L’auto elettrica è diventata una moda, spesso associata ad un nuovo concetto di mobilità, interconnessa, digitale e condivisa; le case automobilistiche si stanno avviando ad immettere le proprie auto elettriche sul mercato, sia per motivi legati ai limiti di emissioni, sia perché ormai è diventata quasi una necessità nei confronti degli stakeholder.

Ma, ovviamente, al di là della minore complessità del motore elettrico rispetto alla controparte endotermica, la filiera dell’auto rimane sempre la stessa. Ed è dannatamente complicata, oltre a richiedere ingenti investimenti a fronte di marginalità ridotte.

Ci è cascata addirittura anche la Apple, che avrebbe voluto realizzare la propria elettrica, salvo poi cambiare idea per via degli ingenti costi di sviluppo, ripiegando sullo sviluppo di un sistema di guida automatizzata.

Quella di James Dyson, padre-padrone dell’azienda inglese che produce aspirapolveri, è un’avventura del tutto simile a quella della Apple. Infatti, nonostante tutte le buone intenzioni e il massiccio intervento di pianificazione, la Dyson ha deciso di abbandonare il sogno di produrre la propria auto elettrica chiudendo la divisione automotive. Il motivo? Chiaramente gli eccessivi costi di sviluppo.

Eppure la Dyson stava facendo le cose davvero in grande e dopo aver annunciato la volontà dl produrre una propria auto elettrica, nel 2017, aveva stanziato un budget di 2,2 miliardi di euro, cifra che doveva essere utilizzata per l’ingegnerizzazione di un modello entro il 2020.

Inoltre James Dyson aveva creato un team di 500 ingegneri capeggiati dall’ex dirigente di BMW e Infiniti, Roland Krueger. Infine, con l’obiettivo di avere un maggiore controllo su tutta la catena di fornitori, oltre che per la vicinanza al maggiore mercato dell’auto elettrica, la compagnia inglese aveva spostato la sede a Singapore.

Stando ai disegni trapelati la scorsa estate, l’auto elettrica della Dyson doveva essere una sorta di suv-crossover di lusso dalle inedite proporzioni e, al posto della classica batteria agli ioni di litio, doveva essere alimentata da un accumulatore allo stato solido (tipologia di batteria oggi ancora in fase di sperimentazione).

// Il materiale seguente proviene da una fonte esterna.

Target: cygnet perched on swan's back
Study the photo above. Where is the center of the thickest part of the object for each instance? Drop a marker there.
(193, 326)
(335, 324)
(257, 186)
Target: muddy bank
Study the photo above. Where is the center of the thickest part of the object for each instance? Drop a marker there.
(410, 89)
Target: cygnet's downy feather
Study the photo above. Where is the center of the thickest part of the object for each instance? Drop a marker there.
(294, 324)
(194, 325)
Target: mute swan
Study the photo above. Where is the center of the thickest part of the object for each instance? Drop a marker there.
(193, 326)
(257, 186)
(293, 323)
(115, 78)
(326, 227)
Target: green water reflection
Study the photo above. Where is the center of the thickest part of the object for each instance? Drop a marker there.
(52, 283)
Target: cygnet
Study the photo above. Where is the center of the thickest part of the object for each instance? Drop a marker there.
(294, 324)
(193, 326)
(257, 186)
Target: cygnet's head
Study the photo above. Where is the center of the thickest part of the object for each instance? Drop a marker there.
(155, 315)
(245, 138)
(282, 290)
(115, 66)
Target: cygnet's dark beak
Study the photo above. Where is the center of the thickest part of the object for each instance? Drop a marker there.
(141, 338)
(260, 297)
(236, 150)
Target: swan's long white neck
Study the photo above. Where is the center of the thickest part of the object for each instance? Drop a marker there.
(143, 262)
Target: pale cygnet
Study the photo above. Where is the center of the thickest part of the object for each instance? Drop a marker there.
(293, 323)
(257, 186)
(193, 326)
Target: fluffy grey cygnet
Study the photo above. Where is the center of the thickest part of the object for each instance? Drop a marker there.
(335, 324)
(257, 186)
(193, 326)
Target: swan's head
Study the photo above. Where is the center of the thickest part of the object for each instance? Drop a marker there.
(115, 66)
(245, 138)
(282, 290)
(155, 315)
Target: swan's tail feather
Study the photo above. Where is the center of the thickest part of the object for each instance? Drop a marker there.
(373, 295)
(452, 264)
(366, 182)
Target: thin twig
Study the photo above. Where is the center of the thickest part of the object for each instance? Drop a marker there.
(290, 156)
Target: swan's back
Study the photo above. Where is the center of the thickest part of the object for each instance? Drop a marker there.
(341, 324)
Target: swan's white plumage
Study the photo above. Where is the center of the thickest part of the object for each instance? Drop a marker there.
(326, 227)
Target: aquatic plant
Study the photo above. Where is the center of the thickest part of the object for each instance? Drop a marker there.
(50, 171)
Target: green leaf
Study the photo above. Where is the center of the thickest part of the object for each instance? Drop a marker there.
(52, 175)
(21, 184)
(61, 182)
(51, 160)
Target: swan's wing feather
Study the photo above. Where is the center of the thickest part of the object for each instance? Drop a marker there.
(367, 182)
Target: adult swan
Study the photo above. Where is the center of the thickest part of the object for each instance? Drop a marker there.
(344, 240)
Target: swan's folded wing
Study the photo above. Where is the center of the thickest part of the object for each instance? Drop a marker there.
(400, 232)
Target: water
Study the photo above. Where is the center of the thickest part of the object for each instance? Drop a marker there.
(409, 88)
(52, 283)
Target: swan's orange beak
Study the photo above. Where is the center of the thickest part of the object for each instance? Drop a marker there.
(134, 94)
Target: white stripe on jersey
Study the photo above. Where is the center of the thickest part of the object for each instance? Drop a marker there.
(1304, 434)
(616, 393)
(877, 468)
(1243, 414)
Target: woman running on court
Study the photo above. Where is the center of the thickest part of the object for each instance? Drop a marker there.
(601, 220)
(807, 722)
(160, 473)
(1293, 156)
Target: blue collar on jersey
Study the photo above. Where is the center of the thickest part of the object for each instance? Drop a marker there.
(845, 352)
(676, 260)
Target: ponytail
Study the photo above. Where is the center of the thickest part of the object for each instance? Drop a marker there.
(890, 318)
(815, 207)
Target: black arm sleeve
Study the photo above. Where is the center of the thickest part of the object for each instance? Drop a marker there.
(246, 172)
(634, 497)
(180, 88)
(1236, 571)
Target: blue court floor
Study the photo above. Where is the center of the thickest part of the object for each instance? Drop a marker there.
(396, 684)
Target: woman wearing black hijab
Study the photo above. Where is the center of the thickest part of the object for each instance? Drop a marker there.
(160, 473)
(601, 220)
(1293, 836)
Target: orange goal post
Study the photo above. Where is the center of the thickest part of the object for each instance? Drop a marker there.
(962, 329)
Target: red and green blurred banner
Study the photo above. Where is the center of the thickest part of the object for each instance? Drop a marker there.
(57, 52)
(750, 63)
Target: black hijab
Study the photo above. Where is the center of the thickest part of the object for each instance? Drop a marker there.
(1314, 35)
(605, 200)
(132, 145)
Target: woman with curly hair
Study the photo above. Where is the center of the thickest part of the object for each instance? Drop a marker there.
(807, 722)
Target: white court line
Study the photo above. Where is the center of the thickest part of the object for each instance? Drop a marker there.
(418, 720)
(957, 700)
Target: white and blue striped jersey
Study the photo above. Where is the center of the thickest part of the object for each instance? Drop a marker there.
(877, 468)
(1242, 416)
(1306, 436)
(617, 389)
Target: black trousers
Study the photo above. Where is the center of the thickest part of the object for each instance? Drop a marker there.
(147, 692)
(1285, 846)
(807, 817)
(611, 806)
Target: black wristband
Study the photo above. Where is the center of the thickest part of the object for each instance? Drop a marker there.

Purtroppo l’investimento della Dyson e il suo know-how nelle batterie non è bastato per portare a termine il suo avveniristico progetto. D’altronde, tanto per fare un paragone, il gruppo Volkswagen per la sua transizione verso l’auto elettrica ha messo in campo una spaventosa potenza di fuoco, utilizzando le varie joint venture in Cina e sfruttando le sinergie tra i suoi brand, e mettendo sul piatto un investimento di oltre 80 miliardi di dollari.

Tanto per citare un altro esempio di “nuove” case automobilistiche che hanno tentato la loro avventura nel settore dell’elettrico, la stessa Nio, la compagnia americana con capitali cinesi, sta incontrando grosse difficoltà economiche ed è arrivata a licenziare un quinto della sua forza lavoro. Oppure la Faraday Future, inizialmente soprannominata la “Tesla cinese”, che è stata perennemente sull’orlo del fallimento.

Senza dimenticare le difficoltà economiche della Tesla che, pur raggiungendo dei record di produzione con la berlina Model 3, presenta delle trimestrali quasi sempre in rosso.

Produrre auto rimane tutt’altro che un gioco e le aziende che decidono di investirci devono mettere in conto maxi investimenti iniziali e un ritorno economico che, se confrontato a quello dell’elettrica di consumo, è decisamente marginale.